The platform's open API architecture has attracted a growing ecosystem of third-party developers. The M-Pesa API platform now hosts approximately 2,800 registered applications, ranging from savings and lending products to insurance, payroll, and e-commerce integrations. In Kenya alone, the M-Pesa API processes approximately 45 billion shillings in third-party-initiated transactions per month.
Financial Inclusion Impact
M-Pesa's impact on financial inclusion in its existing markets has been extensively documented. In Kenya, where the platform has been operating for nearly two decades, the proportion of adults with access to formal financial services has increased from approximately 27 percent in 2006 to over 83 percent in 2025, according to the Financial Sector Deepening Kenya survey. A significant portion of this increase is directly attributable to mobile money.
The platform's impact extends beyond simple payments. M-Pesa's savings product, M-Shwari (launched in partnership with the Commercial Bank of Africa in 2012), has mobilised approximately 300 billion shillings in deposits from 24 million users since inception. KCB M-Pesa, a similar partnership with Kenya Commercial Bank, has disbursed over 500 billion shillings in micro-loans to 12 million borrowers.
The expansion into new markets is expected to replicate these inclusion gains at scale. The World Bank estimates that full deployment of M-Pesa across the six new markets could bring formal financial services to an additional 80 million people by 2030.
Regulatory and Competitive Challenges
The expansion has not been without challenges. Regulatory frameworks for mobile money vary significantly across African countries, requiring Safaricom and Vodafone to navigate a patchwork of licensing requirements, capital adequacy standards, and consumer protection regulations. In some markets, incumbents have lobbied regulators to impose conditions that slow the entry of new competitors.
In Ethiopia, the government initially required a two-year waiting period before mobile money services could be launched, a condition that was eventually relaxed following negotiations. In Cameroon, M-Pesa's launch was delayed by three months as the telecommunications regulator reviewed the platform's compliance with data localisation requirements.

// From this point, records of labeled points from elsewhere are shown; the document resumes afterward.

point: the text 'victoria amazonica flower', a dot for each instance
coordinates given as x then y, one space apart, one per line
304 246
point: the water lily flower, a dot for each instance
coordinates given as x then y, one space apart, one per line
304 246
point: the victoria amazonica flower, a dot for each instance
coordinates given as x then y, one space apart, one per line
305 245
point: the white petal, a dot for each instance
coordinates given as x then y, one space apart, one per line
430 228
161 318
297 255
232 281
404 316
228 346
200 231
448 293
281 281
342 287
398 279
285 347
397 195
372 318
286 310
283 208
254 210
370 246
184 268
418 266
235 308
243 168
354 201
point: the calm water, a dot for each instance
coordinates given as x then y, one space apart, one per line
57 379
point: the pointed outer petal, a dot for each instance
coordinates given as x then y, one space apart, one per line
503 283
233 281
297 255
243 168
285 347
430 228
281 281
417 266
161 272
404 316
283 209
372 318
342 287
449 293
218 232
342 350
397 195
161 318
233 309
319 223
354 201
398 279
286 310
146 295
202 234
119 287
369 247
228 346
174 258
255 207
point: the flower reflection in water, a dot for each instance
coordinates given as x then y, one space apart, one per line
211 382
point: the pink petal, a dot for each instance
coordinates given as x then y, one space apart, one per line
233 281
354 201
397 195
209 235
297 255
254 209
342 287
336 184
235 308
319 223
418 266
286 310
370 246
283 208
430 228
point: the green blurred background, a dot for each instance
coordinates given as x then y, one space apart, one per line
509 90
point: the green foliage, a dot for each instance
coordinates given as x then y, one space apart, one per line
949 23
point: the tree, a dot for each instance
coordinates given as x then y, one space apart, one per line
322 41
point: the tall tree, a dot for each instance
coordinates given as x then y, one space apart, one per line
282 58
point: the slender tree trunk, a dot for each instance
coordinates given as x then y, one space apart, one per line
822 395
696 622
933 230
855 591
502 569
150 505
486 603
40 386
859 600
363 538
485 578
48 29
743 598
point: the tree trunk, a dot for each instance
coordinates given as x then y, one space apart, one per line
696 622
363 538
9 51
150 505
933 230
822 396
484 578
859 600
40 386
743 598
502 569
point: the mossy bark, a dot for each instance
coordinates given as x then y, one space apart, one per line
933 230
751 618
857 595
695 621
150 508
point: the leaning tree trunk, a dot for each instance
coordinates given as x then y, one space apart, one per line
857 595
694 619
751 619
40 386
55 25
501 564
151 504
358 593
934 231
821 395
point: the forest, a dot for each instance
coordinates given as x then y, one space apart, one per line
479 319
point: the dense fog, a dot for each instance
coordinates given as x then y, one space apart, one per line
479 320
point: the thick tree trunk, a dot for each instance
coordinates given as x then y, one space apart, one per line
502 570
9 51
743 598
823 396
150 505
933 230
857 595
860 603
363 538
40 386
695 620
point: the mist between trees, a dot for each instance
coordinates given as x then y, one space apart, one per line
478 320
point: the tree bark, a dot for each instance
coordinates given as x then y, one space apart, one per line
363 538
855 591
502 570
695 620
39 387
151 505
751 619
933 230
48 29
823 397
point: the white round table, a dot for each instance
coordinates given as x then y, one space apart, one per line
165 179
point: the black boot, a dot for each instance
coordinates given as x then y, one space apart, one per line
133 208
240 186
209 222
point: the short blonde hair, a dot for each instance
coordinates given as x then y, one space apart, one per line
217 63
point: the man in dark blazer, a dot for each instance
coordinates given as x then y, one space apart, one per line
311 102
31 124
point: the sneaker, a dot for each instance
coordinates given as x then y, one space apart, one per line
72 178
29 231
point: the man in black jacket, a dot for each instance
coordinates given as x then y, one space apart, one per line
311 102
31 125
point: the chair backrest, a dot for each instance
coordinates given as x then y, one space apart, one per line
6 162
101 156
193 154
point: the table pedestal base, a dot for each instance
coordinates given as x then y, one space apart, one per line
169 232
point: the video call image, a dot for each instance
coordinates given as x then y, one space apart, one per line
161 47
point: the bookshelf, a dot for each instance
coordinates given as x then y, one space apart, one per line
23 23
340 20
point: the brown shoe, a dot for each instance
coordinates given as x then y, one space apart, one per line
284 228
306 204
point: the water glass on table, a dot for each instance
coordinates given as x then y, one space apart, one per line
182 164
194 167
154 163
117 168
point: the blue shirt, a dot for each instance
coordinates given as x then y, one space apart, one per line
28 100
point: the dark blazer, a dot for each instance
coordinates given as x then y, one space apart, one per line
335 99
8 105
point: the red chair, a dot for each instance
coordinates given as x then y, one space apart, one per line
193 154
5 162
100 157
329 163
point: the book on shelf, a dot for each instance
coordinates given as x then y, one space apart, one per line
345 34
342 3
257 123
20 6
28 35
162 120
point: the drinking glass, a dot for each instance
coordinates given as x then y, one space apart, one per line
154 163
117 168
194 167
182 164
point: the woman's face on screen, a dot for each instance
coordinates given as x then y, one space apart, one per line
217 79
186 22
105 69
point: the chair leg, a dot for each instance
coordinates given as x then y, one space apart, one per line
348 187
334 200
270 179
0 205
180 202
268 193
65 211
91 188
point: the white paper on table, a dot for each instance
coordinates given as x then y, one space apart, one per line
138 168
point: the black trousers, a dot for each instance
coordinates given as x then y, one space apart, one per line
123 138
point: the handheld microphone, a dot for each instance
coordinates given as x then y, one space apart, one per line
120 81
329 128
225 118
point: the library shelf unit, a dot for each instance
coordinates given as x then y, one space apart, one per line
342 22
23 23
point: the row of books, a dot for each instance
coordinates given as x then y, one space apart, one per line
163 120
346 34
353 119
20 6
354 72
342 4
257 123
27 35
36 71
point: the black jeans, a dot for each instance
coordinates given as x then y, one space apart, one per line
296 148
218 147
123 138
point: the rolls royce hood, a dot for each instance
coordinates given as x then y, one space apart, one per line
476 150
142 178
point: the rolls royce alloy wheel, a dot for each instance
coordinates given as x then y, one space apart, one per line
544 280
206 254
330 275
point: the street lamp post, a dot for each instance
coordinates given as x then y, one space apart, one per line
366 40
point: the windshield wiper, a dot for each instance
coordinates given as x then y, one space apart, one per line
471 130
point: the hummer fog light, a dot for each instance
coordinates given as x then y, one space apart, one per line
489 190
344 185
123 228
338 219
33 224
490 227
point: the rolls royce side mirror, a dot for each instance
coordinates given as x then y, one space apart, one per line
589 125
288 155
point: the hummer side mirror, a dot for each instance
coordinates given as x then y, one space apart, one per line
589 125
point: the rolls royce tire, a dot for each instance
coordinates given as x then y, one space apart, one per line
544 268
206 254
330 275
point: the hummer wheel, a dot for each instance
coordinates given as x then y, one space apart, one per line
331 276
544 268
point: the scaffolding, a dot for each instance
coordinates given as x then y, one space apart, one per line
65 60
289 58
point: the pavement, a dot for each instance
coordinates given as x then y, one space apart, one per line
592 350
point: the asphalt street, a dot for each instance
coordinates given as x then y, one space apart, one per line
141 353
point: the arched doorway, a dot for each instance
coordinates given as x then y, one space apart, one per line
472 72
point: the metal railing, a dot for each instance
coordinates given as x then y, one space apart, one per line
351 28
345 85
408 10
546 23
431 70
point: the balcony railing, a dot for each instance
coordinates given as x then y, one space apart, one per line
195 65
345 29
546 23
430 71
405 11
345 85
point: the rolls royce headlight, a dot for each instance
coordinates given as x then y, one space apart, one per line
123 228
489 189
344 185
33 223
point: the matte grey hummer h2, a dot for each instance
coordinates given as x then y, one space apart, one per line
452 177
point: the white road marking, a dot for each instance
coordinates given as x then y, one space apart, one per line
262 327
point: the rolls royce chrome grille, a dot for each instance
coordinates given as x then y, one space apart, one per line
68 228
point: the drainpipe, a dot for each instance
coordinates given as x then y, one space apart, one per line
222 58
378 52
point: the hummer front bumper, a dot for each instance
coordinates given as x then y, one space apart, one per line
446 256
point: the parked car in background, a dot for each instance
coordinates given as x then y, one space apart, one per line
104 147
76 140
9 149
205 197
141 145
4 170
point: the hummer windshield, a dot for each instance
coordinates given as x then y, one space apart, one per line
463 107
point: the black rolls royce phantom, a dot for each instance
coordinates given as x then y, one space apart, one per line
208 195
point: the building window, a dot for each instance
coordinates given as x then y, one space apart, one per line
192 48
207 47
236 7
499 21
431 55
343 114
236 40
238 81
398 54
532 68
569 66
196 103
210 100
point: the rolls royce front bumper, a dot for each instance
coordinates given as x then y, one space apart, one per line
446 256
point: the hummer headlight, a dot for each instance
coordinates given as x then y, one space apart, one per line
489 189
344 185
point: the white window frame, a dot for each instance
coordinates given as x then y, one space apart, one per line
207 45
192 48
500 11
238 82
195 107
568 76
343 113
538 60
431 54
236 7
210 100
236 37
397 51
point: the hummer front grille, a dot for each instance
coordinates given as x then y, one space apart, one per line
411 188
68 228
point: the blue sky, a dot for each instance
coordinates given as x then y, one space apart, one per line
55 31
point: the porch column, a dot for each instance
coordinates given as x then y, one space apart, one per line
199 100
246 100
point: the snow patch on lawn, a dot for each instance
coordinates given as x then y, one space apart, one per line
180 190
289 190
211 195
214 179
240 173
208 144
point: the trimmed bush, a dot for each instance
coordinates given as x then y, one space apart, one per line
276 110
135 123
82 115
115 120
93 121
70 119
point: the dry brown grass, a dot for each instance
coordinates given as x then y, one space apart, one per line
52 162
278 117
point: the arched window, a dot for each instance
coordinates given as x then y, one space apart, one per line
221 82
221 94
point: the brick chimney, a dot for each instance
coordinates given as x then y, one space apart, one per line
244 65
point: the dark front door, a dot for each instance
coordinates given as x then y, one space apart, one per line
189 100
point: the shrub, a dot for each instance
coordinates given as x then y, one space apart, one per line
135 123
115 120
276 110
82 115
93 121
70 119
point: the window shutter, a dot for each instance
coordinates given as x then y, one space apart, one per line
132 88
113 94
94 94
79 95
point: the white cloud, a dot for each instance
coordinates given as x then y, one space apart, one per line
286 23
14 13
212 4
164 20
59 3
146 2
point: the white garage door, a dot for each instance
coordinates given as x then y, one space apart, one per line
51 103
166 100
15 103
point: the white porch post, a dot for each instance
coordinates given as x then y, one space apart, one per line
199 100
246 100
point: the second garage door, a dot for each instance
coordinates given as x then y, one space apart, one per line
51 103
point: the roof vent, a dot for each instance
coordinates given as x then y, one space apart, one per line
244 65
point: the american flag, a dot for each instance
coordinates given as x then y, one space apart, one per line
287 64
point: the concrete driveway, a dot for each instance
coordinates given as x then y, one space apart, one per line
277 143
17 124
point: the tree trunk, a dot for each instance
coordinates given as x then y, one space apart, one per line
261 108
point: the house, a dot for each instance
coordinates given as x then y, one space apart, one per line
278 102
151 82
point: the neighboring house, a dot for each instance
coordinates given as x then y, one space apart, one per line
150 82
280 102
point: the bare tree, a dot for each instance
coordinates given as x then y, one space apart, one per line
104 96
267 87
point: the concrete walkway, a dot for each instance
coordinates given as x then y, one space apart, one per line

Competitive dynamics also vary. In Tanzania, where Vodacom already operates M-Pesa (now being rebranded under the Safaricom partnership), the platform faces competition from Airtel Money and Tigo Pesa, with a combined market share that exceeds M-Pesa's. In the DRC, the market is dominated by Orange Money and Airtel Money, and M-Pesa will need to invest heavily in agent networks and brand building to gain traction.
The Future of Mobile Money
M-Pesa's global expansion is part of a broader shift in the African financial services landscape. Mobile money, once viewed as a niche product for the unbanked, is evolving into a comprehensive financial services platform that serves both formal and informal economies. The convergence of mobile money with digital banking, insurance, investment, and credit is creating financial ecosystems that are uniquely African in their design and scale.
Safaricom's ambition, as Ndegwa has articulated it, is for M-Pesa to become "the operating system of African commerce" — the foundational layer upon which financial services, commerce, and public service delivery are built. It is a vision that, if realised, would make M-Pesa not just a Kenyan success story but a continental infrastructure — as essential to African economies as roads, electricity, and telecommunications.
For the 400 million people in M-Pesa's expanded addressable market, the promise is simple but profound: financial services that are accessible, affordable, and designed for the way they live and work. It is a promise that M-Pesa has kept in Kenya for nearly two decades. Now it must keep it across Africa.